En l’espèce, une vendeuse d’une enseigne d’habillement revient de son congé parental…avec un foulard islamique, qu’elle ne portait pas auparavant et qu’elle refuse de retirer désormais. Elle est licenciée et saisit la juridiction prud’homale d’une demande de nullité du licenciement pour discrimination religieuse.
L’employeur s’appuie sur l’image de l’entreprise, son positionnement commercial valorisant la féminité et le contact permanent de la vendeuse avec la clientèle pour justifier le bien-fondé du licenciement.
Les faits se répètent, pourtant, le mode d’emploi a été donné en 2017 pour faire respecter une règle de neutralité dans l’entreprise :
1. Doit exister au préalable, une clause de neutralité interdisant le port visible de tout signe politique, philosophique ou religieux sur le lieu de travail dans le règlement intérieur de l’entreprise ou dans une note de service soumise aux mêmes formalités de publication que le règlement intérieur.
2. Cette clause de neutralité générale et indifférenciée ne peut être appliquée qu’aux salariés en contact avec la clientèle.
3. En cas de refus d’un salarié de se conformer à la clause de neutralité : l’employeur doit rechercher, s’il lui est possible de proposer au salarié un poste de travail n’impliquant pas de contact visuel avec les clients, plutôt que de procéder à son licenciement, tout en tenant compte des contraintes inhérentes à l’entreprise et sans que celle-ci ait à subir une charge supplémentaire.
Sans clause de neutralité, l’interdiction faite à une salariée de porter un foulard islamique, caractérise une discrimination directement fondée sur les convictions religieuses, à moins de pouvoir opposer une exigence professionnelle essentielle et déterminante obéissant à un objectif légitime et que cette exigence soit proportionnée (article L.1133-1 du code du travail).
Or, les attentes (présumées) de la clientèle n’entrent pas dans la sphère d’une telle exigence professionnelle.
La Cour de cassation rappelle la notion d’exigence professionnelle définie par la Cour de justice de l’Union Européenne : « une exigence objectivement dictée par la nature ou les conditions d’exercice de l’activité professionnelle en cause.

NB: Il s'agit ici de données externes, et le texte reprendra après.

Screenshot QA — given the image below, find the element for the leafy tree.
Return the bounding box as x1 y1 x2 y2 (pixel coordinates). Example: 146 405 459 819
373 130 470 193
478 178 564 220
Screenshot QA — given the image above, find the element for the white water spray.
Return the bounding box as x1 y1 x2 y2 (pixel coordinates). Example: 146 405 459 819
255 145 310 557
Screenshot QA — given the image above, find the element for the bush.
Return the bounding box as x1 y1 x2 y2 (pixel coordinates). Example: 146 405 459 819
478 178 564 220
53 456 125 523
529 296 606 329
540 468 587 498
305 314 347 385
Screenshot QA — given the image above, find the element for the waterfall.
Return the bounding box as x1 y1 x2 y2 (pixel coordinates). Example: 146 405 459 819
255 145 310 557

Elle ne saurait, en revanche, couvrir des considérations subjectives, telles que la volonté de l’employeur de tenir compte des souhaits particuliers du client » (CJUE, 14 mars 2017, Micropole Univers, aff. C-188/15).
Les justifications relevant de la sécurité pourront répondre à cette définition. Hormis ce domaine, la clause de neutralité dans le règlement intérieur s’impose si l’entreprise veut garantir une neutralité religieuse vis-à-vis de sa clientèle.